Le péage de Bessan dans l'Hérault a été incendié dans la nuit de mardi à mercredi - 19 décembre / © France 3 LR / V.Banabera
Le péage de Bessan dans l'Hérault a été incendié dans la nuit de mardi à mercredi - 19 décembre / © France 3 LR / V.Banabera

Trois personnes ont été mises en examen mercredi soir après l'incendie d'un bâtiment de Vinci autoroutes en décembre 2018 à Bessan, dans l’Hérault. L'un d'eux est en détention provisoire a annoncé le procureur de Béziers. Vingt-neuf personnes se trouvent toujours en garde à vue.
 

Par Joane Mériot

Ce mercredi, trois personnes ont été mises en examen pour incendie en bande organisé dans le cadre de l’enquête sur l'incendie mi-décembre d'un local de Vinci sur le péage de Bessan, sur l'A9.
 


L'un des mis en examen pour incendie en bande organisé de ce bâtiment dans la nuit du 18 au 19 décembre a été placé en détention provisoire, les deux autres ont été placés sous contrôle judiciaire.
 

12 personnes remises en liberté


Douze autres personnes ont été remises en liberté, a précisé le procureur de la République Yvon Calvet dans son communiqué. 29 sont toujours en garde à vue. Le magistrat a également annoncé une conférence de presse "vendredi en fin d'après-midi" sur cette affaire.
 

Vague d’interpellations


Une vague d'interpellations avait été menée mardi par 150 gendarmes dans le cadre de cette enquête, centrée sur le secteur de Pézenas, sur commission rogatoire d'un juge d'instruction de Béziers.

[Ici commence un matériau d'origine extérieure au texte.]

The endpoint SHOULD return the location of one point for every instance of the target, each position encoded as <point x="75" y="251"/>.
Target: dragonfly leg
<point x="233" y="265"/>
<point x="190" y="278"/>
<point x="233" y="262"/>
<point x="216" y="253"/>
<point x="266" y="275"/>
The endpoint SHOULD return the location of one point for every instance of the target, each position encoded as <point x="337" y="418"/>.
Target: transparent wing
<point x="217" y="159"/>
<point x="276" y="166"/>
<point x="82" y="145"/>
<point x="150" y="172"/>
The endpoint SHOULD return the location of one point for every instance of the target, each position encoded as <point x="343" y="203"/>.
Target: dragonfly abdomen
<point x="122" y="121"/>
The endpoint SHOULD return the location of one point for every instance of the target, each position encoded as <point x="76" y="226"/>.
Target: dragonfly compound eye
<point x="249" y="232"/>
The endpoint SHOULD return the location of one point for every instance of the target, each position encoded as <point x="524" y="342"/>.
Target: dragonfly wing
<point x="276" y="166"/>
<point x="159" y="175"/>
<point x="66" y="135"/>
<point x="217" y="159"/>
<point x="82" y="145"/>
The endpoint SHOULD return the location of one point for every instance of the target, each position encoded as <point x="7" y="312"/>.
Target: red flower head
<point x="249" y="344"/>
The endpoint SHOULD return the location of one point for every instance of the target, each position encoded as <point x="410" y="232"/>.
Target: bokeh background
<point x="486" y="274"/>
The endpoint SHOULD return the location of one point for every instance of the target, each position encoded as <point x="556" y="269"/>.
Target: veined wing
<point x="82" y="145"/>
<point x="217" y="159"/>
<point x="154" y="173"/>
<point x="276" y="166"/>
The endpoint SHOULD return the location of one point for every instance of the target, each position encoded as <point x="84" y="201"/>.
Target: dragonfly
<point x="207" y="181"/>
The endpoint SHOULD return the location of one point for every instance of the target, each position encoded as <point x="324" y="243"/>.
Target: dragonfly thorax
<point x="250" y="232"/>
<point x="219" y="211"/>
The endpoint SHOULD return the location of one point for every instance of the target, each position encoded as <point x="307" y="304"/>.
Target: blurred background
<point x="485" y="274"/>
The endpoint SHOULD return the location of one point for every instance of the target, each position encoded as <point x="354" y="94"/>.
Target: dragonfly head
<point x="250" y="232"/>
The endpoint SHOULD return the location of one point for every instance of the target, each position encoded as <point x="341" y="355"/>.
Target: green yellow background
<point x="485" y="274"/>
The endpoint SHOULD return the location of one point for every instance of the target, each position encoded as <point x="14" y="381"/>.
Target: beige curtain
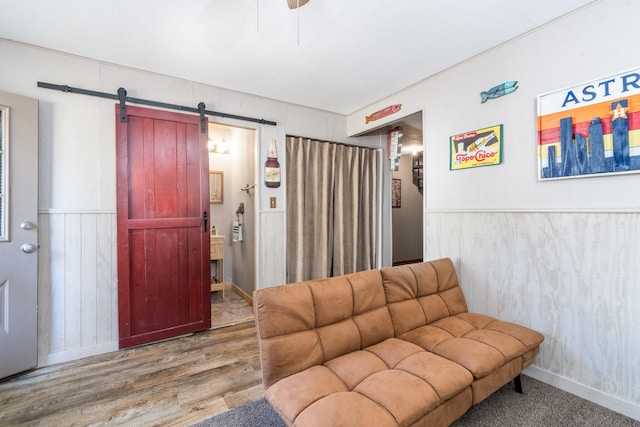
<point x="332" y="209"/>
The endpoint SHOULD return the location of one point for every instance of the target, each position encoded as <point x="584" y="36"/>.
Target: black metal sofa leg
<point x="518" y="384"/>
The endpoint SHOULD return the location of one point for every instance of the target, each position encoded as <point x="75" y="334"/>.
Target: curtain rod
<point x="121" y="96"/>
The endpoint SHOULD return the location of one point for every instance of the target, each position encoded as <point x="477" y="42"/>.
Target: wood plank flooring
<point x="172" y="383"/>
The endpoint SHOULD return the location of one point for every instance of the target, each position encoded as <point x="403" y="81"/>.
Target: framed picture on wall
<point x="481" y="147"/>
<point x="396" y="193"/>
<point x="590" y="129"/>
<point x="216" y="187"/>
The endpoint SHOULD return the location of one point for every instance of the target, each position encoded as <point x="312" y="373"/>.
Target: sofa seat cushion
<point x="390" y="383"/>
<point x="480" y="343"/>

Les faits sont survenus au péage de l'A9 à Bessan, l'un des bastions des "gilets jaunes" dans la région.
 


Selon le procureur, le 18 décembre au soir, les gendarmes avaient constaté un rassemblement d'environ 200 personnes près d'une base de loisirs de Bessan, et entendu "plusieurs personnes proposer d'incendier les bâtiments de la société concessionnaire" d'autoroute.

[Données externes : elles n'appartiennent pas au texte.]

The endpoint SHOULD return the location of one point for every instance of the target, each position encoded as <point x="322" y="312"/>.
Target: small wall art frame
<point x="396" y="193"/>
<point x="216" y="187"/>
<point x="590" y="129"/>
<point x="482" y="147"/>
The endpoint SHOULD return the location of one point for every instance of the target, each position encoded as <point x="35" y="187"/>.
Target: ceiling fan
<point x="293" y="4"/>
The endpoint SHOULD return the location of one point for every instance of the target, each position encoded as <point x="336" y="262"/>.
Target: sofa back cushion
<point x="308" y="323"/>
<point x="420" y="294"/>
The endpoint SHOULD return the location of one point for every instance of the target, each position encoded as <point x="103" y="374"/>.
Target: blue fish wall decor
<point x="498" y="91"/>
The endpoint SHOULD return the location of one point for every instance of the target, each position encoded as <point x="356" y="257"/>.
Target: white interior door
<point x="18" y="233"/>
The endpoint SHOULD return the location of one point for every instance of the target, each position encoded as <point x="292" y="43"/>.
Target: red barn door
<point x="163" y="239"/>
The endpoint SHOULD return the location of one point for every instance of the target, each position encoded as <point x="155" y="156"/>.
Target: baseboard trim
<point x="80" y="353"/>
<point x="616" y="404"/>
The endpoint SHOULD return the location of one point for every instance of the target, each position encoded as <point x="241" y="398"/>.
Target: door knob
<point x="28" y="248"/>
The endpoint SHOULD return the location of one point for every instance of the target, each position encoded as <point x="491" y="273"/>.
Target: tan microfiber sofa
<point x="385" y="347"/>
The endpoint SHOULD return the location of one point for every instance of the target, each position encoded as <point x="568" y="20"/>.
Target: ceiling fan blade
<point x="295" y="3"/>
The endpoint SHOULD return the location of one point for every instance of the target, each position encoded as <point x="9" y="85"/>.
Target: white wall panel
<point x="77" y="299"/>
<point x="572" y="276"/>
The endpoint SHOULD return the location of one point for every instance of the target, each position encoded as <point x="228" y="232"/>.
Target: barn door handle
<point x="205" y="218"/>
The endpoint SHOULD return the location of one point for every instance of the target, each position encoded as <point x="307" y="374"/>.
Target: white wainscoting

Par un vote à main levée, plusieurs individus présents manifestaient leur accord à ce projet, avait expliqué le magistrat.

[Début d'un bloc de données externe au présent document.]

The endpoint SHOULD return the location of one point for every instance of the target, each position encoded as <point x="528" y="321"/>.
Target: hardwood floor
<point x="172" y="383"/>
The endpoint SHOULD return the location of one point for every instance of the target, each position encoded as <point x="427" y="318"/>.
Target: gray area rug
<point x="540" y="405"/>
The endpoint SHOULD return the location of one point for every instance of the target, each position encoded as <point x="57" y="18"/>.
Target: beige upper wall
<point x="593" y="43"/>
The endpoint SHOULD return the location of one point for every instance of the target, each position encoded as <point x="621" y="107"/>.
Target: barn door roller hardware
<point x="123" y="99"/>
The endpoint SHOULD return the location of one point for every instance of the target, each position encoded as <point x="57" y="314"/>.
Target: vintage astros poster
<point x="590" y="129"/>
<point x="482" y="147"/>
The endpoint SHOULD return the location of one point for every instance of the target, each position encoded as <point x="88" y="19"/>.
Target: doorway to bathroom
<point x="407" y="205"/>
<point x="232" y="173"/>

Les gendarmes devaient alors quitter les lieux "en raison de l'hostilité" exprimée à leur égard.

Plusieurs installations autoroutières du Sud de la France ont déjà été la cible de dégradations attribuées à des "gilets jaunes" depuis le début de ce mouvement mi-novembre.

Plusieurs échangeurs restent fermés


Mardi soir, Vinci Autouroutes a indiqué que suite à ces "actes de vandalisme" et "dégradations importantes", plusieurs "échangeurs restent fermés à la circulation par décision préfectorale", à Bollène, Narbonne Sud et Agde sur l'A9, ainsi que le péage de Bandol sur l'A50.